A plasma display panel for a multi-screen, comprising a seam provided outside the side wall and located on the same vertical plane as a side edge of the upper and lower plates and connecting the upper and lower plates. .

2. The size of the outermost display cell, wherein the size obtained by adding the size of the outermost display cell and the size of the suture is substantially the same as the size of the inner display cell.
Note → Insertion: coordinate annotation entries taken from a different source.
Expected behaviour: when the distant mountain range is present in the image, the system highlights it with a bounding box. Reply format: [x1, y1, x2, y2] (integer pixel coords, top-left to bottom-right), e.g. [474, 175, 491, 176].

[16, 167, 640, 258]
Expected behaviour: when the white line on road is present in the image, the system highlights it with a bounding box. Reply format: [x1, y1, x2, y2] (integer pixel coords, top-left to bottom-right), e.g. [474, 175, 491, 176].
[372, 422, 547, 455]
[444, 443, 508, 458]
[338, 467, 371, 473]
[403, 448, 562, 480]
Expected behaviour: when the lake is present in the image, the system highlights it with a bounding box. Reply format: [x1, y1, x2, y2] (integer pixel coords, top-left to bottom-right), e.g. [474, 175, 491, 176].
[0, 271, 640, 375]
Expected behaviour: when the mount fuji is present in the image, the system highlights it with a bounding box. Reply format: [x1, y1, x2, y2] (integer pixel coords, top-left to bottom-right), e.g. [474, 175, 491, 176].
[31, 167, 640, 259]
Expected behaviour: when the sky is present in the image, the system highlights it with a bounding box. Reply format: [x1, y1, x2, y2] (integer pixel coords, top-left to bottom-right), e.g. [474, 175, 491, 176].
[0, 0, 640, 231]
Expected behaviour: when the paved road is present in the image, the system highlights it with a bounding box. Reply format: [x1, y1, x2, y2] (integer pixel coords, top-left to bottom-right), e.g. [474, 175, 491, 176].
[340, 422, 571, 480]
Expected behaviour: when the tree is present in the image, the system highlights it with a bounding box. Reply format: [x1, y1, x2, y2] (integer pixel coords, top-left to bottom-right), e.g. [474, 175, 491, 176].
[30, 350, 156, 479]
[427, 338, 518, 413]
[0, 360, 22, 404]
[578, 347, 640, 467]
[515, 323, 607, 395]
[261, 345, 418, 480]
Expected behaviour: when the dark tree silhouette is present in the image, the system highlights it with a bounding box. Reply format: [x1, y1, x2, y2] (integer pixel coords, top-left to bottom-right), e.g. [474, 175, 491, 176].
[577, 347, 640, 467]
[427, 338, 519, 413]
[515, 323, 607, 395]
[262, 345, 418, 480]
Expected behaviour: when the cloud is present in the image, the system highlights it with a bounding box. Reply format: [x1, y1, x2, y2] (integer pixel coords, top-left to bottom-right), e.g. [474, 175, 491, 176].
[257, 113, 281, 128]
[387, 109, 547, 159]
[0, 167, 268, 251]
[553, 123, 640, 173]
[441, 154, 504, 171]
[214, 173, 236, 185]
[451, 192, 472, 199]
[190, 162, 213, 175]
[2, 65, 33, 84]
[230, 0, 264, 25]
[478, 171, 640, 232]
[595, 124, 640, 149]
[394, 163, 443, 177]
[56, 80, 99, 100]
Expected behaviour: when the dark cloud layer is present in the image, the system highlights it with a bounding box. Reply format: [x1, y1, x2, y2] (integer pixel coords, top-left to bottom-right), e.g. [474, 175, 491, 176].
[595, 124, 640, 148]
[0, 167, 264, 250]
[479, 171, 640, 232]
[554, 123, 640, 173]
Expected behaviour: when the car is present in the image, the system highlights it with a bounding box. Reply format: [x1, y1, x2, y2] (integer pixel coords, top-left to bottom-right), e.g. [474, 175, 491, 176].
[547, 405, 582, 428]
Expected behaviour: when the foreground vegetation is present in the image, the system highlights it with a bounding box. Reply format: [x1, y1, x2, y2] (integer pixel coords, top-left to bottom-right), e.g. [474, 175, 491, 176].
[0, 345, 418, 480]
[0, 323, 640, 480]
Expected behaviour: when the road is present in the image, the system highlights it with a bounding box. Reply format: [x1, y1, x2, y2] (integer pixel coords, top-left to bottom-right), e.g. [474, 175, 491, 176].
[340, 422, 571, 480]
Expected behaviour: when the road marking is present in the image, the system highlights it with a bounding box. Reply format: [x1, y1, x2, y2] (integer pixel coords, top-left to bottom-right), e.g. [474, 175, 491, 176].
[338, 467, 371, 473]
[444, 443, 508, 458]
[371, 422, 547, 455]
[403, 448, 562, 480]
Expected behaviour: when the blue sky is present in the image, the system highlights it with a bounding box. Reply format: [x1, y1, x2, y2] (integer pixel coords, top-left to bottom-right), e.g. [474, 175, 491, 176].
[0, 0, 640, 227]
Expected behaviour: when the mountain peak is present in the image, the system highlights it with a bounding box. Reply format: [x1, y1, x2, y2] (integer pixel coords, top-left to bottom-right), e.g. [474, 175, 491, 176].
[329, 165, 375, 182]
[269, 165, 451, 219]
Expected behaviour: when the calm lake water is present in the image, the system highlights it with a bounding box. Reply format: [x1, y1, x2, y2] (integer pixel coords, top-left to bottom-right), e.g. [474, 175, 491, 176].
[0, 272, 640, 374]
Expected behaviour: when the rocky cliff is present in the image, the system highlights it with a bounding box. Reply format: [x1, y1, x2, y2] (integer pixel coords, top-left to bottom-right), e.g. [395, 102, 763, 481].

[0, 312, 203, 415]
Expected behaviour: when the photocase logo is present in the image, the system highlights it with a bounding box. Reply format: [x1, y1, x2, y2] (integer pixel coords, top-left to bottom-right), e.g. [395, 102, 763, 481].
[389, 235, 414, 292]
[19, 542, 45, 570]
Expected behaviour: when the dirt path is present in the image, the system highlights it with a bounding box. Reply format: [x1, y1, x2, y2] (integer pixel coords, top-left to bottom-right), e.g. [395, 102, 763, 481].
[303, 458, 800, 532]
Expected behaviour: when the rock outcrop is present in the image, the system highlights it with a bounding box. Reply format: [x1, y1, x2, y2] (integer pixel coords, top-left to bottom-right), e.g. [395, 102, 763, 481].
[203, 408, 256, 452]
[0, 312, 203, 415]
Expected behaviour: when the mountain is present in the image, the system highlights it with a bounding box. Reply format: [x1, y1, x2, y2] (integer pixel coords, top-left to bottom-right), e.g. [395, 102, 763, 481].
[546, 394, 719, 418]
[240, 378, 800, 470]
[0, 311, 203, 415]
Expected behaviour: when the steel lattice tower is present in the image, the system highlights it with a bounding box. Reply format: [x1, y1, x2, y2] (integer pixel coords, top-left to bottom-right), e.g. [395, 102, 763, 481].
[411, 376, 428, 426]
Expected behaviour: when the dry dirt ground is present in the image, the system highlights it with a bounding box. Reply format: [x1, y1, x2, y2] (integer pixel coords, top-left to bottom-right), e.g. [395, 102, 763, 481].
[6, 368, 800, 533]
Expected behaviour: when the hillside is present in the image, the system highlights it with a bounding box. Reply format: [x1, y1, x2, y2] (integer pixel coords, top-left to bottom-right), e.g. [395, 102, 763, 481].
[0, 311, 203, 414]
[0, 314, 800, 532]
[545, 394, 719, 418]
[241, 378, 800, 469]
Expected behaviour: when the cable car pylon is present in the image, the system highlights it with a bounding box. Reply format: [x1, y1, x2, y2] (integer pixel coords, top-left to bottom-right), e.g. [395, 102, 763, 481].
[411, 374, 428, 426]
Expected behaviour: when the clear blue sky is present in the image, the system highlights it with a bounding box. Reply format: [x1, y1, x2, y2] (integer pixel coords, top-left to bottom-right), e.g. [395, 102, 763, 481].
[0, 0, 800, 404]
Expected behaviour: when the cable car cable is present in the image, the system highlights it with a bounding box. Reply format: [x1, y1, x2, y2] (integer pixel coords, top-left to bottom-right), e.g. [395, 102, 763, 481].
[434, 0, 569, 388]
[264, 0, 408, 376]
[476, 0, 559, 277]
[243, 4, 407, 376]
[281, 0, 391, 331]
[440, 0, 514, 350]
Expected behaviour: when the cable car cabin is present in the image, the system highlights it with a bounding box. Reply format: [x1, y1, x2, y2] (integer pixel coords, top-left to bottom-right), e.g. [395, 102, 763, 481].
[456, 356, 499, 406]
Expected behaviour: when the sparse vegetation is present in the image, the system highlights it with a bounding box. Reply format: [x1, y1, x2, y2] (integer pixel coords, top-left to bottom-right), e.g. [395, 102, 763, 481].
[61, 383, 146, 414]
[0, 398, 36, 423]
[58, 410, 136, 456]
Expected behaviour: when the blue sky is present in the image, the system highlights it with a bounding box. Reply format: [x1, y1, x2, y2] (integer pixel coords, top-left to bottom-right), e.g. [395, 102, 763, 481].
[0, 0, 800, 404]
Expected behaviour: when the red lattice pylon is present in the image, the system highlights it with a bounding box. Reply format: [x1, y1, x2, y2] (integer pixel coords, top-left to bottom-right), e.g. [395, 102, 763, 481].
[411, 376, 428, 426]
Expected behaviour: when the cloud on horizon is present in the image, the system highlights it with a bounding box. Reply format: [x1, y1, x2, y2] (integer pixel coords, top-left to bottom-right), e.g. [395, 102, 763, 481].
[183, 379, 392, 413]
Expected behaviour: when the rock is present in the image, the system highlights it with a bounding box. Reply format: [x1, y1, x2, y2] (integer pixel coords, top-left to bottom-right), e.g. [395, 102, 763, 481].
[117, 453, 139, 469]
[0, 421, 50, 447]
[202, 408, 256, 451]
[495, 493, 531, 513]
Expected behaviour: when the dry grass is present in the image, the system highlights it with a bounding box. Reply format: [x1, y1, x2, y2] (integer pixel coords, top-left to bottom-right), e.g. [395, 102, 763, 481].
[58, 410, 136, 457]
Plasma display panel for multi-screen o

3. The multi-screen plasma display panel according to claim 2, wherein the side walls are formed by printing technology of edges of upper and lower plates.

4. The decrease in the thickness of the second partition wall member is a member facing the outermost display cell. 2. The multi-screen plasma display panel according to claim 1, wherein the panel display comprises:

5. The plasma display panel for a multi-screen according to claim 1, wherein the width of the sewn portion is 1Z3 to 1/5 or less of the width of the outermost display cell.

6. The multi-screen plasma display panel according to claim 5, wherein the width of the second partition member having the reduced thickness is 12 to 1/4 of the thickness of the first partition member.

7. The plasma display for multi-screen according to claim 1, wherein the size of the outermost display cell is formed to be the same as the size of the internal display cell.

8. The plasma display panel for a multi-screen according to claim 3, wherein the side wall is formed separately from an upper plate and a lower plate.

9. The side wall formed on the lower plate is slightly shifted inward from the edge of the lower plate, and when the sewn portion is formed, the outer side surface of the sewn portion is the side edge of the upper and lower plates. 9. The plasma display panel for a multi-screen according to claim 8, wherein the panel has the same vertical plane as the part.